In his twilight years, Sumner Redstone should be relaxed, fulfilled and enjoying the fruits of his labor.
From a hardscrabble upbringing in a working-class neighborhood in Boston, Redstone has amassed a personal fortune of about $8 billion, making him one of America's richest men. The entertainment empire he built is among the world's largest, with CBS, Paramount Pictures, Showtime, MTV, Comedy Central and Nickelodeon.
His wife of four years, Paula, is half his age and lives with him in a mansion, with two swimming pools, a tennis court and screening room, in a posh gated community off of Mullholland Drive. Redstone's collection of exotic fish in a handful of tanks can be viewed from his favorite chair in the den, where he compulsively watches the stock ticker on CNBC.
But instead of contentment, Redstone, at 84, is entangled in a bitter public feud with his children and is estranged from practically everyone in his family but his wife, according to people who know him well but spoke on condition of anonymity for fear of offending him. Several of his relatives have sued him.
At the center of the dispute is National Amusements Inc., the holding company founded by Redstone's father as a theater circuit that today controls two publicly traded companies: CBS Corp. and Viacom Inc.
One lawsuit threatens Redstone's control of the media empire. Testimony and documents in that case, filed by Redstone's nephew, provide an unprecedented glimpse into the lives of the extended family, including allegations of financial chicanery and personal betrayals worthy of a Charles Dickens novel. The lawsuit claims that Redstone cheated his two children and the nephew out of portions of their inheritances to secure control over the family empire.
Over the years, Redstone has earned a reputation as a ruthless businessman, cunning legal strategist and limelight-seeking control freak. A lawyer by training, he won both Paramount and its parent company, Viacom, in bitter takeover battles. He is famous for suing his partners and pushing out chief executives who threaten his power or lack his fixation with the stock price.
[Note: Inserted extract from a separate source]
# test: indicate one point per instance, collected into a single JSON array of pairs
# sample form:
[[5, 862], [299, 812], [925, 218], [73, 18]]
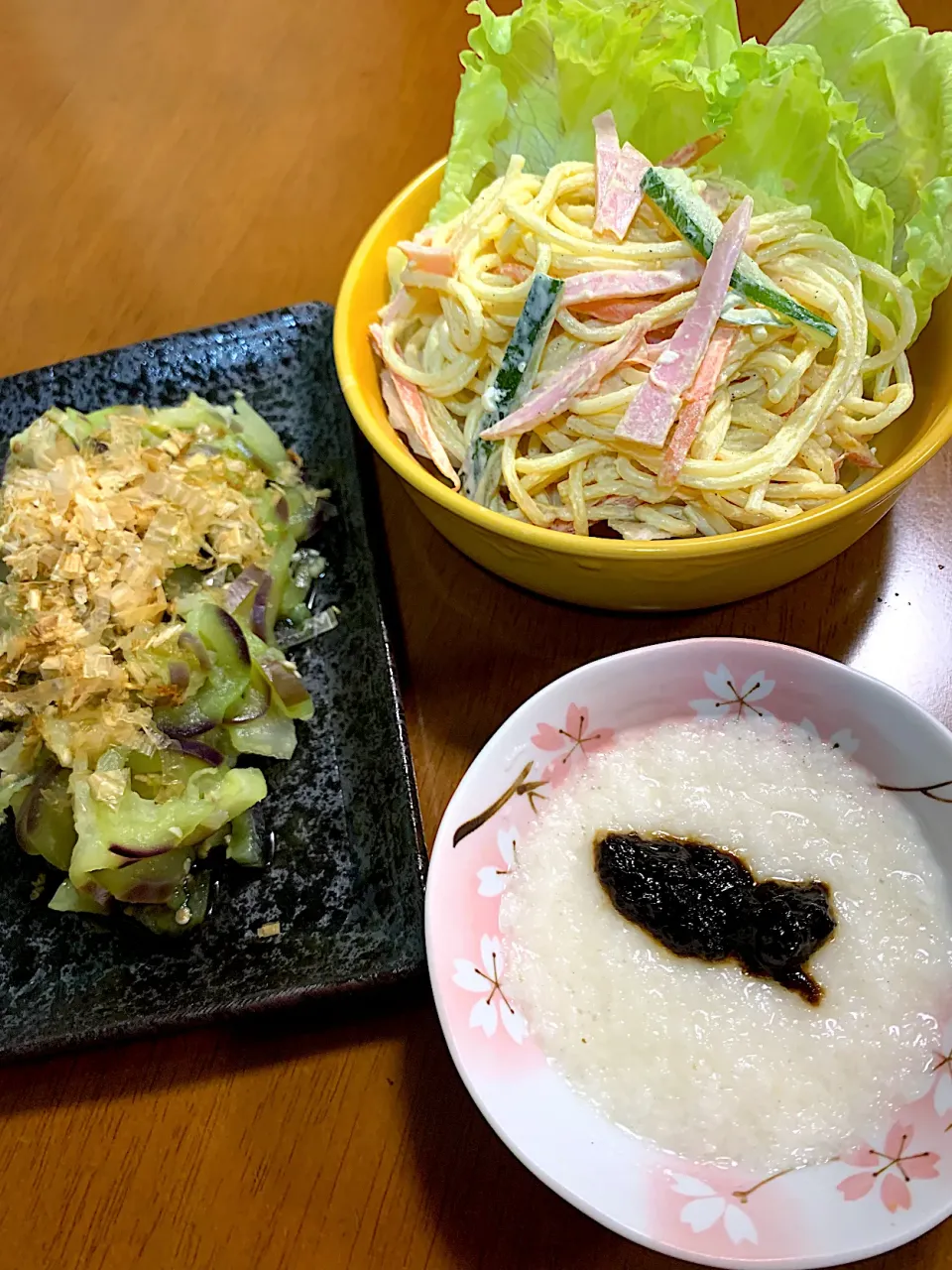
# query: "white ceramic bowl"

But his behavior in recent years has become erratic. Last summer, he publicly dismissed superstar Tom Cruise from Paramount without telling Viacom's chief. Days later, he fired Viacom CEO Tom Freston, who had built Redstone's global cable juggernaut and was seen by many as his heir apparent.
Rivals say Redstone has lost his fastball. A split of his empire into two publicly traded companies in January 2006 has been deemed faulty by many on Wall Street. Although CBS' stock surged unexpectedly, Viacom's has languished as consumers have turned to the Internet rather than to cable programming, leading to Freston's ouster.
Redstone is showing signs of his age despite a passion for health shakes and antioxidants. Daily swims have replaced vigorous games of tennis. He shuffles feebly and no longer brags about taking Viagra.
That, perhaps, has brought the future of the family fortune into sharper relief for his relatives. Last year, his only son, Brent, 50, sued Redstone, accusing his father and sister, Shari, of freezing him out of the business. His stake in National Amusements was bought out this year in a settlement.
Now, Shari, 53, who just a year ago was anointed by her father as his heir apparent, is mulling over legal action. She and her father have been at war for months over succession, corporate governance issues and the future of the theater chain she runs. Shari is president of National Amusements and a vice chairwoman and director of CBS and Viacom. Her father is CEO of National Amusements and chairman of Viacom and CBS.
On Friday the father-daughter conflict became viciously public when Sumner, in a letter to Forbes magazine, disparaged Shari as having made "little or no contribution" to the entertainment empire he built.
Meanwhile, another family spat, now playing out in a Massachusetts court, potentially could be more costly to Redstone, threatening the mogul's control of National Amusements.
Filed in November by Michael Redstone, Sumner's nephew, and by the trustees of three trusts established decades ago by Sumner's father, Mickey, the suit alleges that Sumner wrested control of National Amusements by secretly engineering a purchase of shares from the family trusts at low-ball prices in 1972 and 1984. The redemptions, Michael Redstone contends, cheated Sumner's own children as well as his brother Edward's children, and their heirs, of their rightful interests. Edward also is named as a defendant.
If Michael and his co-plaintiffs prevail, they would end up with a majority 54.5% ownership of National worth an estimated $4.36 billion, according to the complaint. Sumner would become a minority shareholder.
Edward Redstone did not return a phone call Friday. Sumner's spokesman Carl Folta said Redstone would not discuss pending litigation.